Functions are pretty much like verbs. They even have arguments! A function is an instruction to perform a specific task. Functions have arguments, which specify on which element you need to perform the instructions (the subject?) and some other requirements (objects and adjuncts!). This metaphor is great. Arguments have a default order, but they also have names, that we use when we don’t want to follow the default order (or when we are not sure about it).

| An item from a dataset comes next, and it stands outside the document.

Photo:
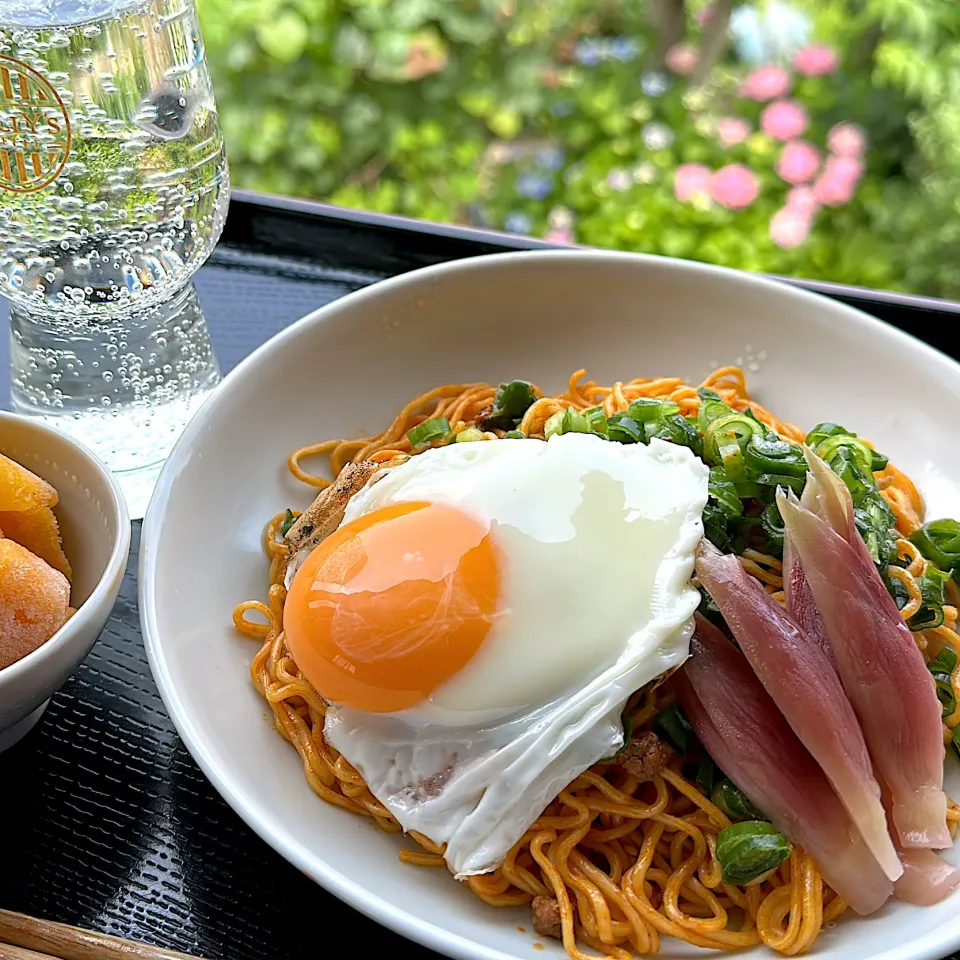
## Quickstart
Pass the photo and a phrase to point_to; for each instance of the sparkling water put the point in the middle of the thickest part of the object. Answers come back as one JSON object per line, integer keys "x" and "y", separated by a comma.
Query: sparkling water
{"x": 113, "y": 191}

mean(c(two, 3)) #The function mean() takes a numeric vector
## [1] 2.5
log(3, 2) #The function log() takes the numeric vector for which the logarithm is computed and as its first argument and a positive number which defines the base of the logarithm as the second one. (If you don't remember what a logarithm is, don't worry! This is just an example)
## [1] 1.584963

You can check the arguments of a function by calling the help file (which will appear in the the bottom right window in RStudio).

?mean

Some things to keep in mind

  1. In R, lower-case and upper-case letters MATTER.
"Carlota" == "carlota"
## [1] FALSE
  1. In R, spaces don’t normally matter…
mean( c(2, 3 ) )
## [1] 2.5
mean( c(2, 3))
## [1] 2.5
mean(c(2,3 ) )
## [1] 2.5
mean(c(2, 3))
## [1] 2.5

…unless they are inside a name or an element):

"Carlota"  == "Ca rlota"
t wo <- 2
  1. In R, whatever that is found after the hash (#) is ignored: it is used to write comments. You’ve seen a few examples of this above. Comments are crucial to document what you’re doing, that is, to explain to yourself (and to others) what you’re doing. It’s sometimes boring to keep track of everything on the comments, but it is so easy to forget what the code is supposed to mean that your future self will thank your present commenting self. I really recommend you start using them right away to explain what you’re doing!

Keep calm…

You might have found this a lot already. Trust me: you will get the grasp of it much faster than you think! I recommend that you do a few of the starting swirl lessons from the R Programming course in order to practice these concepts a bit. You might not see the point of all this at first, because this is like learning inflectional morphology of a new language. A bit boring and useless unless you can build sentences! But you can also try and start building sentences right away by starting with our course first. I still think is a good idea that you do the basic courses at some point, but you’ll might find more motivation if you shuffle the order :)

…and ask for help

When you learn a language, you make mistakes all the time. In natural languages, mistakes do not necessarily prevent communication, because the hearer is collaborative (and a nice person). In programming languages, mistakes make communication fail, because computers are… quite dumb, actually. They have no idea about Gricean rules or anything similar.

So what to do if our code is not working?

  1. Read the error message R gives you. You might not understand most of what it says, but you’ll get better at it. It will give you a clue about where to look.

  2. Most mistakes in your code (especially at the beginning) will be typos: is there a comma missing? Are all brackets and quotation signs closed (and where they should be)? Did you use a capital letter where you shouldn’t? Is everything spelled correctly? Did you run your previous code or simply write it on the script?

  3. Sometimes it’s hard to find the typos – it helps if someone else looks at it.

  4. Grammatical mistakes: maybe your syntax is wrong, are you sure you’re using that function right?

  5. Run ?function() to get a help file. These files are not always easy to read, but you’ll get better at it too!

  6. If you can’t still figure it out: just ask! We have a forum here! :)

  7. Google it: copy your error message or write what you were trying to do – there are lots of helpful forums! You’ll also get used to understanding their answers.

Coding is a lot of fun, but it can also be a source of frustration… Having someone going through the same process really helps a lot. Try to convince a pal to do this course with you. Your motivation will be better and you will find each other extremely helpful! And remember that you can always ask me!